Francis “Fanny” Taylor, an English convert to Catholicism and a regular visitor to Dublin in the 1860s, had some slight criticisms of Dublin institutions which cared for blind children and those who were deaf mutes, but on balance found much to praise.
On the opposite side of Dublin to Portobello, near the beautiful cemetery of Glasnevin, is the Blind Asylum for boys and men. The door was opened to us by a Brother in the Carmelite dress, but both dress and Brother were so dirty we thought he had come to the door by mistake. He showed us into a small parlour, where we found a poor little blind boy, whom his father had brought, waiting in hopes of admission.
Presently in came the superior, but alas! there was little improvement in his appearance from that of the porter. He was, however, most pleasant and good natured in his manner, and quite willing we should see the institution. We went first into the shop where the articles made by the blind are arranged. Few are sold on the premises, for the asylum is quite out of Dublin, and I should imagine has few visitors. They are bought, however, by shops, and thus employment is afforded to the boys. There was a great array of brushes, mats, and baskets of all kinds, and they looked very well made. Two workmen are employed in the institution to teach the blind and superintend their work. We were then shown into a large, desolate-looking sort of barn, absolutely bare of furniture, except that at the extreme end was a piano. A gentleman was seated at it, and a few of the blind boys were standing round him taking a music lesson. We went to the basket department where we found other blind boys making coarse baskets and hampers, and this our guide told us was all that was to be seen.

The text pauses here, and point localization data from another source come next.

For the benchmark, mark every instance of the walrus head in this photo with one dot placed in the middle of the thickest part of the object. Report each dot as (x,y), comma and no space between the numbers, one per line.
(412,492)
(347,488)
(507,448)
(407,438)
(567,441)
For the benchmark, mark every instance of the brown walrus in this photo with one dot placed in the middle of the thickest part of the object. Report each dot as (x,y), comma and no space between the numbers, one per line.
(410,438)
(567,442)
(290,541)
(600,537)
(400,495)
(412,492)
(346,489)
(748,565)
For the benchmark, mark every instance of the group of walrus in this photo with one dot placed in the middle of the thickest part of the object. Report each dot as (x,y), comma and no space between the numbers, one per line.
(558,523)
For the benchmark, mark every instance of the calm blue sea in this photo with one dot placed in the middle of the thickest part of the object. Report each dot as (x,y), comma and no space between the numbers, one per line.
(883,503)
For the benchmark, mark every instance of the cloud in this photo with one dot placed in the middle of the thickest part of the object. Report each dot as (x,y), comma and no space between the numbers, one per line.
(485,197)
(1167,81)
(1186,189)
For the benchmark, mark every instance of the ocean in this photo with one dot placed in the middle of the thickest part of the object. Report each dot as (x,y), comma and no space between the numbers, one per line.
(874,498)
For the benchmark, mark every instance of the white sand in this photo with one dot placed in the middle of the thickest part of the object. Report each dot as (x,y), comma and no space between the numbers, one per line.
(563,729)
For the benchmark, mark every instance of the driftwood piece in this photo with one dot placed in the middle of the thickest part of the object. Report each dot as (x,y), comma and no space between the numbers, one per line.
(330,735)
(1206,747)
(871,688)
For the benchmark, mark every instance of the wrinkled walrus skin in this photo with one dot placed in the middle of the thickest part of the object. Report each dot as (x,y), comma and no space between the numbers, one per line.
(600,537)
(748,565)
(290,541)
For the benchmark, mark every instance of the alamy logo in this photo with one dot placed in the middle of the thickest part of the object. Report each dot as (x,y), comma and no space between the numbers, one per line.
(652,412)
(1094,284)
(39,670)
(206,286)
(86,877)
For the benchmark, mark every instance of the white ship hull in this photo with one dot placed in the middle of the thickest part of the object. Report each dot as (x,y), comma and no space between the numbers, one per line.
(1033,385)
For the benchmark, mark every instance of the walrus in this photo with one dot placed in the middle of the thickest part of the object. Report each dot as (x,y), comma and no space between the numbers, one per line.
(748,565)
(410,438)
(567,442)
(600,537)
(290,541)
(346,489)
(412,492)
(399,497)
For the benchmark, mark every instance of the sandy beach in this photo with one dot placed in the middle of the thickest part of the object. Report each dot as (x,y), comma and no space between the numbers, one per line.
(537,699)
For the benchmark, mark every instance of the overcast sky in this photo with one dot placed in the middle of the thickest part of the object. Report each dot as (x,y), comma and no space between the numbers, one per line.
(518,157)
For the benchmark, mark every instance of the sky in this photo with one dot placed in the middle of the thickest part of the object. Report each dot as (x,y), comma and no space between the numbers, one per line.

The whole place was very dirty and disorderly, the blind inmates were dirty and untidy, and had an uncared-for look, as if in the hands of those who did not understand their management. We noticed with pain the contrast between the blind boys and girls; the latter so thoroughly trained to exert their faculties and do all they can to help themselves. They walk about with an air of freedom and confidence, feeling sure they will be guarded from all danger. The blind boys, even those who had been ten years in the house, stumbled here and there, literally groping their way, and showing very plainly that their capabilities had never been drawn out, or their education as blind persons attended to. And of course it is not every-one or every religious order that is suited to this important work. The teachers must themselves not only learn but possess qualities suited to the task. No doubt the Carmelite brothers have the kindest and best intentions towards their afflicted charges, and we heard from good authority that the moral training of the institution is excellent, but they do not give a visitor the impression of being suited for the difficult and arduous task entrusted to them. We came away wondering that in the diocese of Dublin such an asylum was suffered to exist without reform.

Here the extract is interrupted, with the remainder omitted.